A note on \'etale $(\varphi,\Gamma)$-modules in families

TL;DR

This paper establishes an equivalence between prismatic $(\Lambda,F)$-crystals and $\Lambda$-étale local systems on the generic fiber of a formal scheme, connecting prismatic cohomology with pro-étale cohomology and Galois representations.

Contribution

It introduces a new equivalence between prismatic crystals and étale local systems, and links prismatic cohomology with Iwasawa cohomology and Galois representations.

Findings

Equivalence between prismatic $(\Lambda,F)$-crystals and étale local systems.

Recovery of pro-étale cohomology from prismatic cohomology.

Reproof of Dee's classical Galois representation equivalence.

Abstract

Let $\Lambda$ be a complete noetherian local ring with finite residue field of characteristic $p$ and $K/\mathbb{Q}_p$ a $p$-adic field.
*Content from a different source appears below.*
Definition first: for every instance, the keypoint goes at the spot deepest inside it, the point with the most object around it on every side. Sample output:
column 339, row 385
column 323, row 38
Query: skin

We show that, by deformation of the structure sheaf on the (transversal) prismatic site of a bounded $p$-adic formal scheme $\mathfrak{X}$, the category of prismatic $(\Lambda,F)$-crystals on $\mathfrak{X}$ is equivalent to $\Lambda$-\'etale local systems on the generic adic fiber of $\mathfrak{X}$ and that the cohomology of $(\Lambda,F)$-crystals recovers the pro-\'etale cohomology of the corresponding local systems. The proof follows the strategy used in \cite{bhatt2023prismatic} and \cite{marks2023prismatic}. From this we construct an isomorphism between Iwasawa cohomology of a $p$-adic Lie extension of $K$ and prismatic cohomology. Following \cite{wu2021galois}, we then reprove Dee's classical result \cite{article} on the equivalence between families of Galois representations and \'etale $(\varphi,\Gamma)$-modules.